I am a result of my choices. My life is what I have worked to make it, or not. Contrary to popular political opinion, that which I believe I lack is also my responsibility whether in education, relational or employment. This is an appropriate “taking stock” of where I am now. I am me, imperfect but growing. The past is past and gone. I am an adult and responsible for my life now and the direction I go toward tomorrow.
Next, I must decide (choose), whether or not I am “happy” or content with who I am. My answer is, “yes!” I am content, but at the same time, there is always room for improvement! There is always something I can learn, some way I can improve or enhance my life. I have purpose. I have goals. I have dreams – some of which I expect to come to pass, others are simply dreams. What can I do to achieve my goals? Do I need more education? Do I need to change my behavior in some way, maybe change my dietary habits? Activity level? Social relationships are vital to life and happiness. Am I content with my friends or would new friends benefit me?
Here are some workable steps that I find helpful in the process:
- Own it then change it! We all have made mistakes in our lifetimes. These are arguably the best life-lessons available. The trick is to not make the same mistake repeatedly, so we have to figure out what went wrong and why without putting the blame on someone or something else. Learn from past mistakes!
- Take control of “idle” thoughts! This is vital because we all have imaginations that like to stray into dangerous, selfish, and unproductive territory. We have to teach ourselves not to give way to such negative or unproductive thought patterns. Rather, we can learn to steer our thoughts into positive and productive directions.
- Make positive attitude choices.
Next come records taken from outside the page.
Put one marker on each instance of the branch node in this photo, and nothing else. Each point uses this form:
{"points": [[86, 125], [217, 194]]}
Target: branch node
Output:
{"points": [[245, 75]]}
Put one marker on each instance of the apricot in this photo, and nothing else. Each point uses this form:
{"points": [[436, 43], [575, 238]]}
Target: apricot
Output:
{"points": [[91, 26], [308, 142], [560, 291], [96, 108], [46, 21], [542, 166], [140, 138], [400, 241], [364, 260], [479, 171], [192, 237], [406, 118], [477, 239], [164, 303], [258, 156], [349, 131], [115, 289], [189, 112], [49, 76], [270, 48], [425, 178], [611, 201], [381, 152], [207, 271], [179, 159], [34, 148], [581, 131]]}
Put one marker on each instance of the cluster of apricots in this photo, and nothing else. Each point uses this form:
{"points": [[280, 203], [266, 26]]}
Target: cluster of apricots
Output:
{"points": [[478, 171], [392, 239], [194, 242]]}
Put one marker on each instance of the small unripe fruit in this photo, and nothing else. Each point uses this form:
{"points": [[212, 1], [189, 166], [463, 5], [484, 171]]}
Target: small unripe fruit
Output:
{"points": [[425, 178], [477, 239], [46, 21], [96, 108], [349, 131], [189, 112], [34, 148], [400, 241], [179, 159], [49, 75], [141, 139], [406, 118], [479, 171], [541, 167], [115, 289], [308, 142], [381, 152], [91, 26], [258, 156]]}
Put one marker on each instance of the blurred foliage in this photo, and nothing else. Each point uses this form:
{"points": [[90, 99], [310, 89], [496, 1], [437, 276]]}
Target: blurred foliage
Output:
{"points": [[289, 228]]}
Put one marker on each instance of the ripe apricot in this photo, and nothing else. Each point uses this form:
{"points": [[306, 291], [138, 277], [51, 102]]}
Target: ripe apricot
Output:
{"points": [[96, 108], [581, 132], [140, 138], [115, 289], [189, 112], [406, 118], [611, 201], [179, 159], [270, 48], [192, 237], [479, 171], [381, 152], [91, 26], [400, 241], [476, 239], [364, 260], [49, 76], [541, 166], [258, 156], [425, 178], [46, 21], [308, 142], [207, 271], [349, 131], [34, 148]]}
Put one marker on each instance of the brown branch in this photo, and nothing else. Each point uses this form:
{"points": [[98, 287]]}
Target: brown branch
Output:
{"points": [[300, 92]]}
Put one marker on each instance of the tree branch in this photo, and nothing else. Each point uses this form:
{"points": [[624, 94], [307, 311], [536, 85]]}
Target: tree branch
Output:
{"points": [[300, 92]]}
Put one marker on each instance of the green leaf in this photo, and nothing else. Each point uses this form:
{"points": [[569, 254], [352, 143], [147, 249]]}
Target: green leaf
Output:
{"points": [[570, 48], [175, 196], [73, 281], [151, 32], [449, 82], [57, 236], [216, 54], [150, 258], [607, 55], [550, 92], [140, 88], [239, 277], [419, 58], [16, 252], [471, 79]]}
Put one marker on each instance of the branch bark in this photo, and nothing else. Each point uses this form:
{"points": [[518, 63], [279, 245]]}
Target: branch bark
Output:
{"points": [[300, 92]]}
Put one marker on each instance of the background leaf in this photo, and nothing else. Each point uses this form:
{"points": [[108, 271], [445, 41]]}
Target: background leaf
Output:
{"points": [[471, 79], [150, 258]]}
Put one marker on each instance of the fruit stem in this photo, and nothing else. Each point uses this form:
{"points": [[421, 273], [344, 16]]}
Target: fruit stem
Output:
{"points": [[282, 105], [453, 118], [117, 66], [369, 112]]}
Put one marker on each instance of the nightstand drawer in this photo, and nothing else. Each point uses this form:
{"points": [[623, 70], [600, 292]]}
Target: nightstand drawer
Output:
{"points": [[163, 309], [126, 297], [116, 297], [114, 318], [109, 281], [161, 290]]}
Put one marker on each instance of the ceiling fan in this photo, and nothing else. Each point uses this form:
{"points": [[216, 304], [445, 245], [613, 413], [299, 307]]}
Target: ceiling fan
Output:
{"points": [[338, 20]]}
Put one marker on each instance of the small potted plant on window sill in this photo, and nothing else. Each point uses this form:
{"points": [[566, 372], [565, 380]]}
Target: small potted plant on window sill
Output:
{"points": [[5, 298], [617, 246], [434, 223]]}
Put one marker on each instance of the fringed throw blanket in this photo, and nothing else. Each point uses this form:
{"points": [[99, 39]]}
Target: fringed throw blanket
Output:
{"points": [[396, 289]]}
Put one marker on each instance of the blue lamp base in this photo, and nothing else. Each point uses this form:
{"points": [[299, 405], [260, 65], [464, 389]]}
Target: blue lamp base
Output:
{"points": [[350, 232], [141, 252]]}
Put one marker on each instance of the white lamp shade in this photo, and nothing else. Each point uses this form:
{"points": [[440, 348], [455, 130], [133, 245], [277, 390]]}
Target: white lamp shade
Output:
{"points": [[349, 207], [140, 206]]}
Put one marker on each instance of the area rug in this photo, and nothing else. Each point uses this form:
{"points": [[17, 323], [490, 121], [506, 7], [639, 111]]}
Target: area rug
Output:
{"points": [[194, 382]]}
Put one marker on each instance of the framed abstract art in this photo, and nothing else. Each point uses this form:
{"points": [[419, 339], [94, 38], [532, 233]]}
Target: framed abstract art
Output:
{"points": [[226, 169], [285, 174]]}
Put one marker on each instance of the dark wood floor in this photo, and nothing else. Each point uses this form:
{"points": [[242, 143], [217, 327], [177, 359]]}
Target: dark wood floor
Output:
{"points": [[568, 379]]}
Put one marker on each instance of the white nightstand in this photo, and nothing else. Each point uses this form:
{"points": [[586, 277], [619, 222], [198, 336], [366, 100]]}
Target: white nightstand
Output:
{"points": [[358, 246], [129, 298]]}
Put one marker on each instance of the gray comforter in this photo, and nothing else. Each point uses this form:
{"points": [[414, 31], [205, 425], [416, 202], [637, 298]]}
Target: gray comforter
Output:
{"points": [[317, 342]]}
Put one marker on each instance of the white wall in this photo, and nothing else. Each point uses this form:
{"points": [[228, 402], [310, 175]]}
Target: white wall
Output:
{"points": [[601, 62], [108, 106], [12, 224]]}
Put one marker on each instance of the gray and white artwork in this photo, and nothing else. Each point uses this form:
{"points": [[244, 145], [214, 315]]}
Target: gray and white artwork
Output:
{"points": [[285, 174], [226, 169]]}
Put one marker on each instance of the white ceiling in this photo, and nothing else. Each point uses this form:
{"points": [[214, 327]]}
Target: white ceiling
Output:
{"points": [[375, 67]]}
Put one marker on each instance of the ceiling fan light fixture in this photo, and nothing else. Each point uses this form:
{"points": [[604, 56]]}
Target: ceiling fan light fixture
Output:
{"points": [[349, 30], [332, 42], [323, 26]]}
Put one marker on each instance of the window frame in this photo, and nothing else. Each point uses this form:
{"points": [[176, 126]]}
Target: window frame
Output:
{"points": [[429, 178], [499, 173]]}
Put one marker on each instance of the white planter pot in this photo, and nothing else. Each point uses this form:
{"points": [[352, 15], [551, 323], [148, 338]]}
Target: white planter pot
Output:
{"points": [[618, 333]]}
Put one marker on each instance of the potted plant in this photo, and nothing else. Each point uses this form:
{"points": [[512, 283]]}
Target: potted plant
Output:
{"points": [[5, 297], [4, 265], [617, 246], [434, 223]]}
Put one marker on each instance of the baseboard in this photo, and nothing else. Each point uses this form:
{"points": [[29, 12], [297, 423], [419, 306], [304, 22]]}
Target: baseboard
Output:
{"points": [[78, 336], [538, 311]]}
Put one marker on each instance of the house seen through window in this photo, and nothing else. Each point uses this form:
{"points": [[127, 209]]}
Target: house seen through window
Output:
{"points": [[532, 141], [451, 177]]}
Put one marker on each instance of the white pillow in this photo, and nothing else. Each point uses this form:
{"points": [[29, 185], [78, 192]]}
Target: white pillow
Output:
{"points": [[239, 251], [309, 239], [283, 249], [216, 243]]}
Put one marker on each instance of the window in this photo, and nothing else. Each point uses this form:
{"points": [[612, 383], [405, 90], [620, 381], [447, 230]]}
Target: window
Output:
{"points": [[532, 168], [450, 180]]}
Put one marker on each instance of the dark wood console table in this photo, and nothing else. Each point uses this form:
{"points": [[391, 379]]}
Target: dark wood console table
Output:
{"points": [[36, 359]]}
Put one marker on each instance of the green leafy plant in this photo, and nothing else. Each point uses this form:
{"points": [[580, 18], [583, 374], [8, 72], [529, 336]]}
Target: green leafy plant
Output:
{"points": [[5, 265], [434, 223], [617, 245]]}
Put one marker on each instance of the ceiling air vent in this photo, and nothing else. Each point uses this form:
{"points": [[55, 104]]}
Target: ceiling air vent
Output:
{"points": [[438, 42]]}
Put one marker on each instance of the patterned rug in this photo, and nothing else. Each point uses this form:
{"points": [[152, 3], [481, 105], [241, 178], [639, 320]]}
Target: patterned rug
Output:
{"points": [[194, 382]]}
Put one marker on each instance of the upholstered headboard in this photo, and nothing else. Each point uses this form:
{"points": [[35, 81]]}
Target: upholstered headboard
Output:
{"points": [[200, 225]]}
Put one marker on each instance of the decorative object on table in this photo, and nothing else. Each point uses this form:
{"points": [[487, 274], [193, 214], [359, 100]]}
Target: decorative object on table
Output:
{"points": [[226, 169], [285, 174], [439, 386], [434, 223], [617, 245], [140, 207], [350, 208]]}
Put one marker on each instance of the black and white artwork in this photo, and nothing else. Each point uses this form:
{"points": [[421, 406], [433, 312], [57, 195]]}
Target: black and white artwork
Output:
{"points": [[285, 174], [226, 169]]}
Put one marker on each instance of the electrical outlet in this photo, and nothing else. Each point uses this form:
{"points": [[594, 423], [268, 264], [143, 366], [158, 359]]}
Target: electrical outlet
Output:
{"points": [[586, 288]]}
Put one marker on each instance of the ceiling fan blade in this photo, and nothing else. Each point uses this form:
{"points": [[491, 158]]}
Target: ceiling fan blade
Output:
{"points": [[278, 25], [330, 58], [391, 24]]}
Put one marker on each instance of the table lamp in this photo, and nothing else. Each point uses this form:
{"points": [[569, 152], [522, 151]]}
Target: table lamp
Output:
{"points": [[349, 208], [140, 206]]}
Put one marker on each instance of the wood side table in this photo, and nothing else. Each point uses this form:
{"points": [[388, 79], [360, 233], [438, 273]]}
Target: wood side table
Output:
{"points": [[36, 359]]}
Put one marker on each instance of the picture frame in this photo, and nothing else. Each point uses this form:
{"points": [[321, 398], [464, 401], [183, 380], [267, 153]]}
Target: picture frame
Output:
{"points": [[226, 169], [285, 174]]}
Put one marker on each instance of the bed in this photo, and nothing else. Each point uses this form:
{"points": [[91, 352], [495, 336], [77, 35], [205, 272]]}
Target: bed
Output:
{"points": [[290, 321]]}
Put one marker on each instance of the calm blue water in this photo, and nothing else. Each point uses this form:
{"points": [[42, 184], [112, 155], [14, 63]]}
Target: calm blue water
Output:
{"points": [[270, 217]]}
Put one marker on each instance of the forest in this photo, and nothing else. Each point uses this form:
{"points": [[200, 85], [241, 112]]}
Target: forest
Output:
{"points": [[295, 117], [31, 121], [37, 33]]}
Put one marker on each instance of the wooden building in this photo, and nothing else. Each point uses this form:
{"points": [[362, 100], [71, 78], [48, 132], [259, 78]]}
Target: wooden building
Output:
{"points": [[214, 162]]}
For example, I can choose to smile rather than frown. I can choose to believe the best about people and situations rather than the worst. I can choose to give the benefit of the doubt, especially to those close to me. Why? People seldom (not always, sadly) are intentionally hurtful, but we all are imperfect!
- Develop an “atta boy/girl” attitude. Friends, family and co-workers appreciate honest encouragement. There is no need for falsehoods, but true appreciation uplifts everyone. We all need to be appreciated not just for what we do, but for who we are. If we want to receive this appreciation, we must learn to give it! Even that person that drives us nuts at work has some good quality that deserves recognition. As we train ourselves to appreciate others, our focus and attitude is gently adjusted.
- Stop worrying, practice gratitude, and take positive action! Worry is something we all face, or perhaps better stated in today’s language, STRESS! We have relationship stresses, academic or employment stresses, and individual or personal stresses. My adult son is very good at reminding me not to worry about the bills. Worry, obviously, accomplishes nothing beneficial … NOTHING! Gratitude is a powerful tool in the face of stress, too. If we remind ourselves of what we have accomplished, how we have progressed, all we have acquired, the stress shrinks in power and effect. Whatever the stress causer(s), it is much better to DO what needs to be done instead of worrying about it. Do what you can do, and more often than not, the situation will work itself out in a satisfactory manner. If bills are the issue, stop spending money and examine your budget to reduce expenses and maximize income. This is important in this time of economic uncertainty.
Bottom line? No one else is responsible for MY happiness or success. No one else has the ability to satisfy or fulfill my expectations of life. It is up to me to accept who and where I am. If there is something I wish to change, I have the resources to develop a workable plan of action to make the desired changes. I can smile and nod in satisfaction knowing I am on my own pathway, where I want to be and the person I wish to be. What better way to enter the new year?
As 2012 comes to a close, take stock of where you are in your journey toward your brand of happiness. Instead of making resolutions doomed to fail, examine your goals and dreams and evaluate your progress. Together, let’s make 2013 a year of innovation, creativity, and progress as together we pursue happiness!